CNBC’s Jim Kramer on Friday explained why he was positive Fedex After the company surprised Wall Street with a strong quarter, it said it was able to effectively cut costs and adapt to the changing global commercial environment.
“Even in harsh environments, FedEx was able to blow the numbers off last night and see how they pulled it apart, I have to tell you, I’m careful and optimistic that this hasn’t been done and is getting higher,” he said.
As President Donald Trump’s widespread tariff hikes support global trade, FedEx and its peers have seen their shares fall. Cramer said FedEx stocks didn’t fully recover from last spring after Trump issued the first round. Entering the quarter, FedEx has fallen nearly 20% since the start of the year, and the company has overcome several downgrades as Wall Street analysts are widely concerned about the health of the economy and shipping industry.
However, the shipping giant was driven by the strength of the Core FedEx Express business and reported revenue and revenue beats on Thursday night. Stocks rose more than 5% in extended trading, and by the end of Friday it had risen more than 2%.
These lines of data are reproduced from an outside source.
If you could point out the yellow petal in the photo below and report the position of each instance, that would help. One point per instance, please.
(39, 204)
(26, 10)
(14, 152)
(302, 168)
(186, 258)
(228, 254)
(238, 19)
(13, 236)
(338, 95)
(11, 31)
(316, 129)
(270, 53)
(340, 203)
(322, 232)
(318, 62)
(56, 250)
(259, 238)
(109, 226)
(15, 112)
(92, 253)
For Cramer, management’s attitude towards the overall operating environment was more positive than investors expected. He said the company seemed constructive and realistic about tariffs and weak issues in the industrial economy. Cramer also said FedEx has been focusing for months on dealing with fallout from Trump’s executive order that disabled the “De Minimis Exception,” which allowed shipments under $800 to enter US tax exemptions.
He said FedEx appears to be gaining market share in the industry, partly due to improved customer service. However, Cramer has shown that the key to a firm quarter is an initiative to manage costs. FedEx makes the delivery process more efficient, remove stations from the network and reduces overall pickup time without upsetting customers in both the US and Europe.
Cramer called FedEx stocks cheaper than their full-year earnings forecast, and wondered whether the company’s outlook would look conservative in retrospect.
“FedEx also pays a respectable 2.5% dividend yield and unlike UPS, where the yield is more than three times that level, there’s no need to worry that FedEx will have to cut it,” he said. “This dividend is safe.”
FedEx did not respond to requests for comment immediately.